Review of Pixote

Pixote (1980)
9/10
Growing up way before their time
9 July 2016
When one thinks of the Brazilian cinema it is this film Pixote which comes to mind. Hector Babenco gives us one uncompromising and brutal look at the lives of the street boys in Brazil's largest city Sao Paulo. One only hopes that it is 35 years since Pixote was released and the hope is things have improved for these kids who have to grow up way before their time.

The films centers on the title character played by a young actor who himself never made it out of the slums. Babenco used real street kid Fernando Ramos DaSilva as the ten year old Pixote who was killed at the age of 19 in a homicide that still raises questions. One thing this film does show is that Anglo-Saxon jurisprudence didn't make it to Brazil, especially for the young.

We see things in Pixote that you would never see in American cinema portrayed even now. Rape in a juvenile detention center is the established norm here, especially when it involves Jorge Juliao, a young cross dressing street kid.
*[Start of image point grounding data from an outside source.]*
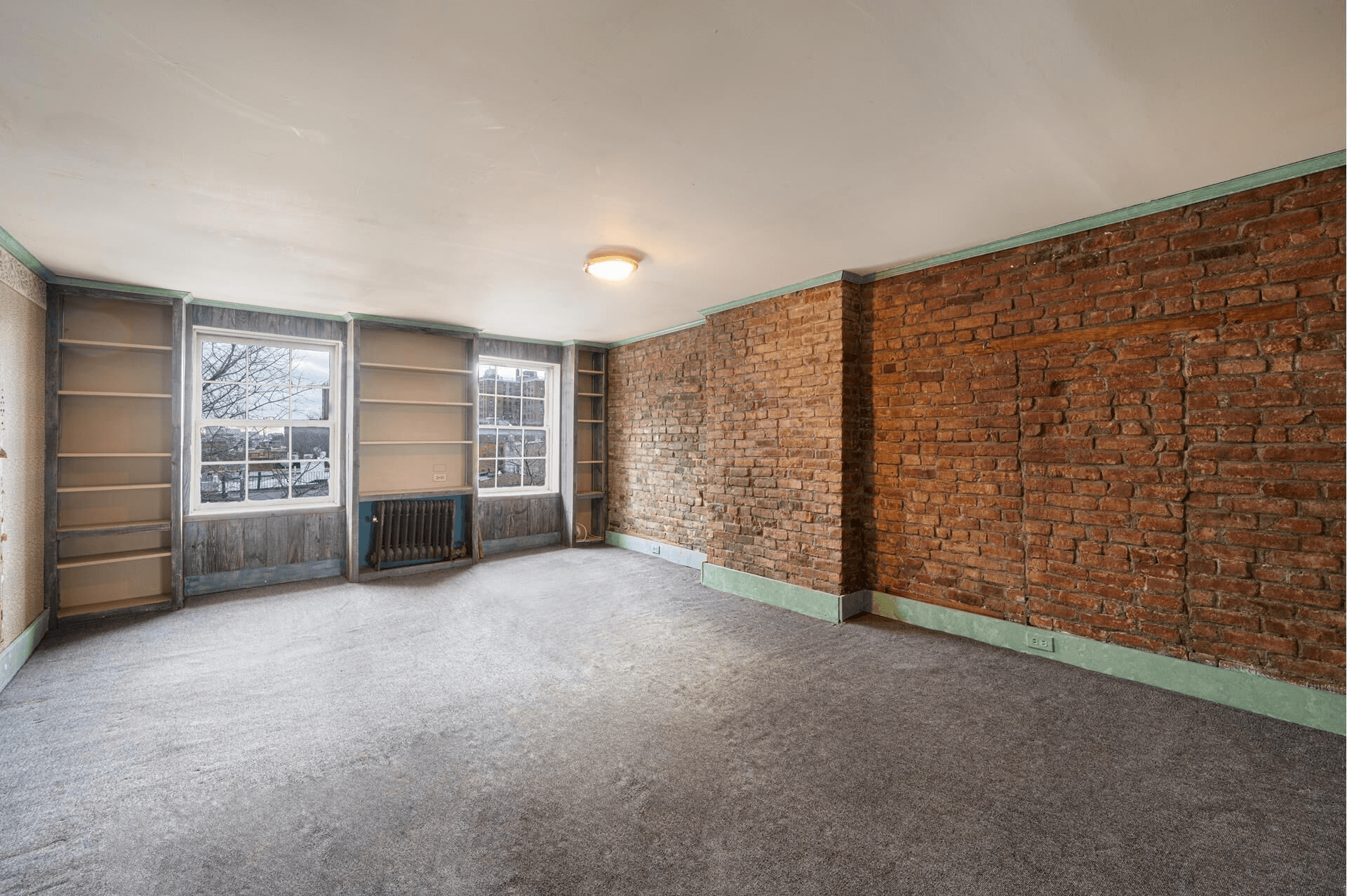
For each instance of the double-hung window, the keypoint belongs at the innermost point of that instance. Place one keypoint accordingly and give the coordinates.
(264, 422)
(516, 426)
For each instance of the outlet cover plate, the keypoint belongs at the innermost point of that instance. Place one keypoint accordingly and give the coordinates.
(1039, 642)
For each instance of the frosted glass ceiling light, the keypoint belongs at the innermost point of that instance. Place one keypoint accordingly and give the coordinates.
(610, 267)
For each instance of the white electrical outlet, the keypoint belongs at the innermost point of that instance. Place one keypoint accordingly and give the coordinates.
(1039, 642)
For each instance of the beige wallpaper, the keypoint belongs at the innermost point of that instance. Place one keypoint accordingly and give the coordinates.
(23, 302)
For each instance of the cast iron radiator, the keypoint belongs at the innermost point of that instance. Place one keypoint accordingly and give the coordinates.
(411, 531)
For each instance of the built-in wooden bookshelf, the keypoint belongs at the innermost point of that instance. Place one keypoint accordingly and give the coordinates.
(112, 481)
(587, 487)
(414, 433)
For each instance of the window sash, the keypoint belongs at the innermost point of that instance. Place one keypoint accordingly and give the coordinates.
(314, 469)
(549, 426)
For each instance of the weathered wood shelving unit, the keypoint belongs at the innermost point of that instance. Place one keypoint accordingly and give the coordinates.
(114, 410)
(585, 480)
(413, 433)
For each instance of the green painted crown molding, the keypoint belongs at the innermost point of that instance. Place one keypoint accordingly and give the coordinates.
(651, 336)
(523, 338)
(1240, 689)
(263, 309)
(1165, 203)
(376, 319)
(26, 258)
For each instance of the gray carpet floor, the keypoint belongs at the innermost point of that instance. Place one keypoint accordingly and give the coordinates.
(597, 721)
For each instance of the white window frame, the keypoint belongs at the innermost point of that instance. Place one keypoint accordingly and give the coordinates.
(335, 423)
(551, 423)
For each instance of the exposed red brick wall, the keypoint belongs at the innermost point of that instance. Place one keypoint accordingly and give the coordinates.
(1133, 434)
(775, 437)
(657, 448)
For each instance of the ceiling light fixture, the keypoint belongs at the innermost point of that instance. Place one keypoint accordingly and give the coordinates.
(612, 267)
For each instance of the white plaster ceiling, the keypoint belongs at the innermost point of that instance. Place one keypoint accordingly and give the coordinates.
(457, 161)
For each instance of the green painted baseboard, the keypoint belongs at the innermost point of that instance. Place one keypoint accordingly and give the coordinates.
(20, 648)
(1226, 686)
(673, 553)
(232, 581)
(758, 588)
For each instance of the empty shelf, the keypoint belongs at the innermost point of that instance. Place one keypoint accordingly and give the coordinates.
(135, 347)
(410, 402)
(115, 455)
(62, 490)
(118, 395)
(115, 528)
(81, 609)
(407, 367)
(119, 557)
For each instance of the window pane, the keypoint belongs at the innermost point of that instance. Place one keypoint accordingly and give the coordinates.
(224, 361)
(310, 479)
(222, 483)
(267, 443)
(221, 443)
(269, 403)
(309, 405)
(535, 385)
(310, 442)
(269, 481)
(508, 474)
(507, 380)
(221, 402)
(309, 367)
(267, 364)
(487, 443)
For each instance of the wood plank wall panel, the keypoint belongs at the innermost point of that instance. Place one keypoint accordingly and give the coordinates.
(519, 516)
(519, 351)
(263, 542)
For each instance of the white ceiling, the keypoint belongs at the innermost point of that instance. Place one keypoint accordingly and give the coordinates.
(457, 161)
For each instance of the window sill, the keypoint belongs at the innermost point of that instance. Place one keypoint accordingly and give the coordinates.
(244, 512)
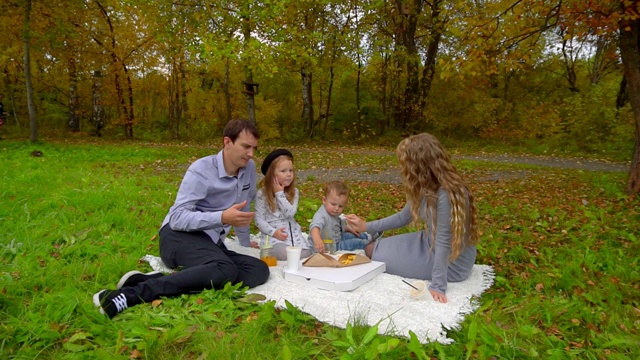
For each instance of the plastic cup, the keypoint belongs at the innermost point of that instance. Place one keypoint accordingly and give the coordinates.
(421, 293)
(293, 258)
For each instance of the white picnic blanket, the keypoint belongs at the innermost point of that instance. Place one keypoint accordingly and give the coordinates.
(384, 301)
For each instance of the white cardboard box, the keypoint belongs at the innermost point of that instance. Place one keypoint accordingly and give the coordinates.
(340, 279)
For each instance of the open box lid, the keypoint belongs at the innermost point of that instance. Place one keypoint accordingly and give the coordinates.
(336, 278)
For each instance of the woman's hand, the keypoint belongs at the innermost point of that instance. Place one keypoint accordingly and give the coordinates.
(438, 296)
(355, 223)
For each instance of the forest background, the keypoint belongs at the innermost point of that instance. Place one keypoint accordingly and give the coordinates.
(565, 74)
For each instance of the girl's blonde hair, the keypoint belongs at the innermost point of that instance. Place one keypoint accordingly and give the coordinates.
(267, 183)
(425, 167)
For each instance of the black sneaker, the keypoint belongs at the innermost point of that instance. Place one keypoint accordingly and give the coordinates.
(111, 302)
(135, 277)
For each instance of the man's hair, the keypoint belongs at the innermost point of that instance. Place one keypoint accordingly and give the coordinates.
(235, 127)
(337, 187)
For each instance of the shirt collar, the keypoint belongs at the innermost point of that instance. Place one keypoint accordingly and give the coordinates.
(222, 172)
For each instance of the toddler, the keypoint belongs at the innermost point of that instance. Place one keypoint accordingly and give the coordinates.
(328, 220)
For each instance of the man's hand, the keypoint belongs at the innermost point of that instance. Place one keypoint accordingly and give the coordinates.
(234, 215)
(318, 244)
(281, 234)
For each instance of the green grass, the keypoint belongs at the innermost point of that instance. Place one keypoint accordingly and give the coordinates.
(564, 244)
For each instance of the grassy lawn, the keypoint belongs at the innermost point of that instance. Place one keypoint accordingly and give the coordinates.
(564, 244)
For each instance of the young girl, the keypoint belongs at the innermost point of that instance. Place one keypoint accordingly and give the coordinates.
(277, 203)
(439, 202)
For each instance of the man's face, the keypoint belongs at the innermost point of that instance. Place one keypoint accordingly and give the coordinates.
(241, 151)
(334, 203)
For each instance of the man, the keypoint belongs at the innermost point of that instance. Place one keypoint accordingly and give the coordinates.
(215, 194)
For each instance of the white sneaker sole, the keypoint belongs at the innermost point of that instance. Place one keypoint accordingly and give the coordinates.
(96, 300)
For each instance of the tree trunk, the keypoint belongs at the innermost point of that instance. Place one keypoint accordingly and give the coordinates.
(307, 100)
(327, 113)
(249, 88)
(429, 70)
(411, 108)
(97, 115)
(174, 100)
(129, 108)
(26, 37)
(227, 93)
(358, 109)
(630, 53)
(74, 121)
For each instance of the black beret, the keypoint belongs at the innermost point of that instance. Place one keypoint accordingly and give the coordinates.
(272, 156)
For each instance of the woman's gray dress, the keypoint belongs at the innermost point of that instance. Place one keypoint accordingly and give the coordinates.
(411, 255)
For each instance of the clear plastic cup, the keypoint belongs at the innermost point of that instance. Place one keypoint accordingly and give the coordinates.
(293, 258)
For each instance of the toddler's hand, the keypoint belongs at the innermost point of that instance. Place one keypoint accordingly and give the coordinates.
(355, 223)
(277, 186)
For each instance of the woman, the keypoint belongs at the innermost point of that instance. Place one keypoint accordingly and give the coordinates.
(439, 202)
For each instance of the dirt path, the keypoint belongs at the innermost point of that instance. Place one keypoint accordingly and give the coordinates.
(365, 173)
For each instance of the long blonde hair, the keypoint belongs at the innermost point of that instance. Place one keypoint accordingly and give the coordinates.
(425, 167)
(267, 184)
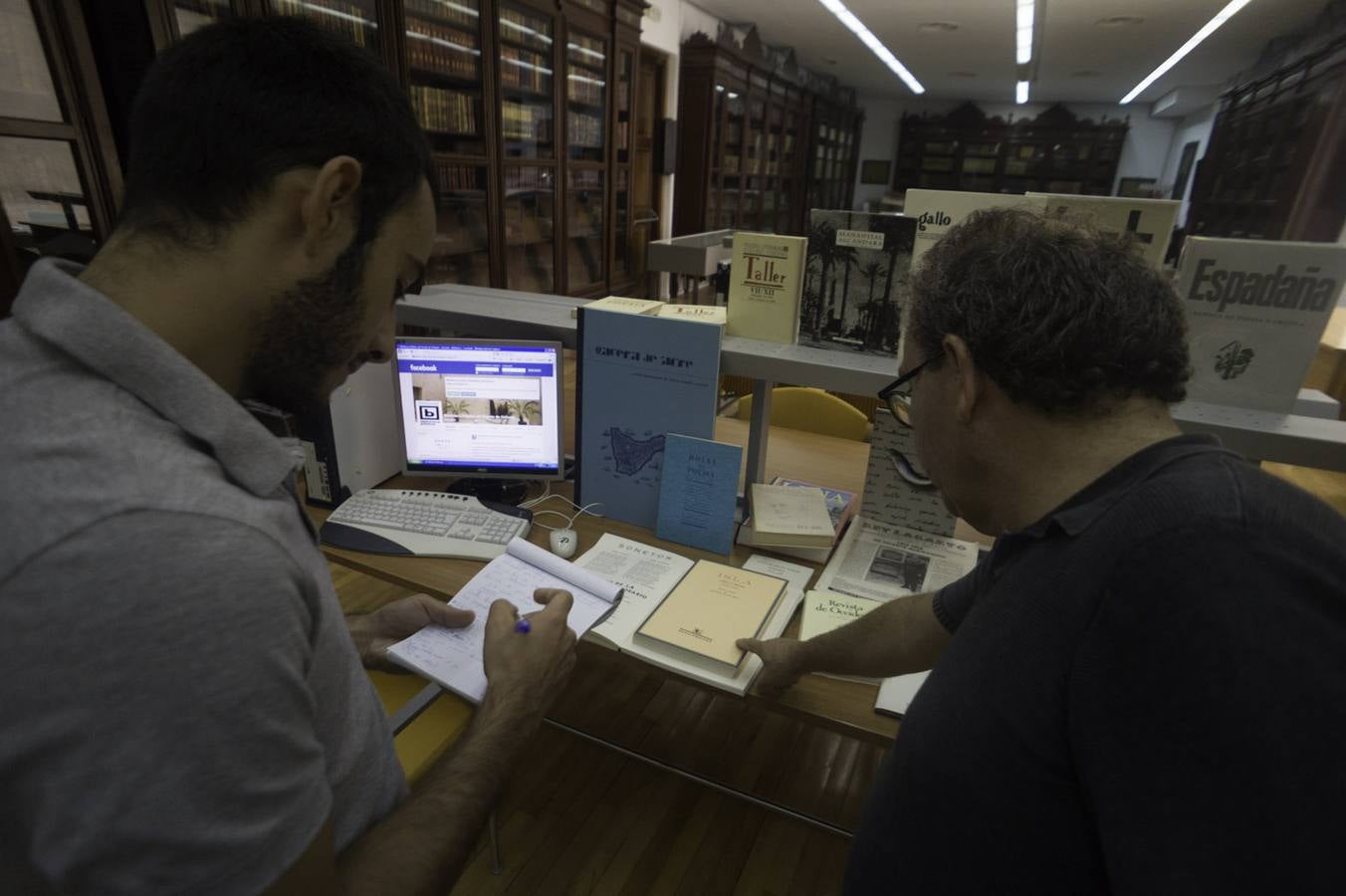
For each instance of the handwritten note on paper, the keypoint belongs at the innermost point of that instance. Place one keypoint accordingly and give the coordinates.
(893, 498)
(454, 657)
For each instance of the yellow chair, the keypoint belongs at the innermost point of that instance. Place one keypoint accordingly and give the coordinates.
(424, 731)
(811, 410)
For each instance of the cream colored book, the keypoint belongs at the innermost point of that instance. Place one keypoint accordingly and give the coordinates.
(1150, 222)
(710, 314)
(766, 280)
(790, 517)
(620, 303)
(939, 210)
(710, 609)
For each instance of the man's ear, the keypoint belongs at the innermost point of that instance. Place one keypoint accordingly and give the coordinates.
(330, 210)
(967, 377)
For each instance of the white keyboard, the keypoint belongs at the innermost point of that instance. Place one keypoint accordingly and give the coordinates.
(424, 524)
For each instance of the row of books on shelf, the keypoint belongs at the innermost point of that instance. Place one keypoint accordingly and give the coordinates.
(444, 111)
(524, 70)
(588, 52)
(442, 49)
(525, 29)
(523, 121)
(454, 11)
(528, 178)
(584, 129)
(581, 89)
(451, 178)
(346, 19)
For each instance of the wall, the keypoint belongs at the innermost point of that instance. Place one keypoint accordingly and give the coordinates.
(1194, 126)
(665, 37)
(1144, 153)
(878, 141)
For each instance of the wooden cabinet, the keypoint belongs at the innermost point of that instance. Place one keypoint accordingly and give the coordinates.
(60, 176)
(1051, 152)
(1276, 159)
(528, 107)
(754, 129)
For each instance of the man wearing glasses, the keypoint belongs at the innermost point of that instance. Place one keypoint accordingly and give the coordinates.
(1142, 688)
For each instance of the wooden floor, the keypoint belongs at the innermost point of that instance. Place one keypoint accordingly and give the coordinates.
(581, 818)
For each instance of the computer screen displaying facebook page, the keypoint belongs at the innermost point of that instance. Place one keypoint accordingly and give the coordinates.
(471, 406)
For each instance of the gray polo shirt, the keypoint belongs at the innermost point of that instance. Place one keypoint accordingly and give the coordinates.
(180, 703)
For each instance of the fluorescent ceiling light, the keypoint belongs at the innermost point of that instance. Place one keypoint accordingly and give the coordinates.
(1207, 30)
(1023, 34)
(848, 19)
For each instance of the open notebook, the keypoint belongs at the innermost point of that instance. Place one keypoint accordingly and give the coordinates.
(452, 657)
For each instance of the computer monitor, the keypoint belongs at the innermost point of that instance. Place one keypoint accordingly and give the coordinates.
(481, 408)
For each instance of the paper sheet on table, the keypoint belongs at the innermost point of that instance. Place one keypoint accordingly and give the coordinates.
(452, 657)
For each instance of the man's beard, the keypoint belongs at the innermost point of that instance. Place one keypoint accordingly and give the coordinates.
(313, 330)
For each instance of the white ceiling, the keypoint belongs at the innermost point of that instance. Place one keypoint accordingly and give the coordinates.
(1069, 41)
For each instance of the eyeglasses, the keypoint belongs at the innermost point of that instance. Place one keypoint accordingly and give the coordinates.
(898, 393)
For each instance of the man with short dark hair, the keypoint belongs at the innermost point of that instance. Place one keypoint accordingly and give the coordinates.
(1142, 689)
(183, 704)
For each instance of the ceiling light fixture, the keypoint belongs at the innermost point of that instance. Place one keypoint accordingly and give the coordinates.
(848, 19)
(1023, 34)
(1207, 30)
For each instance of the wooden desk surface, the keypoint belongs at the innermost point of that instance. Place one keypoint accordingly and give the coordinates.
(841, 705)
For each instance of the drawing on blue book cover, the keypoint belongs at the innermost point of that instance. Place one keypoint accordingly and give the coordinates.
(630, 454)
(639, 379)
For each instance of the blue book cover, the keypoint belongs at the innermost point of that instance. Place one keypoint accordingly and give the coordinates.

When the slightly older Gilberto Moura uses sex to assert authority over Juliao it's both frightening and touching. Poor Juliao has one rotten opinion of his own self worth from his experience. One gets the impression that home wasn't all that much better. But these things were being shown way before America even knew there were transgender issues. Juliao even more than DaSilva is who you remember from Pixote.

35 years later Pixote is a powerful and disturbing film.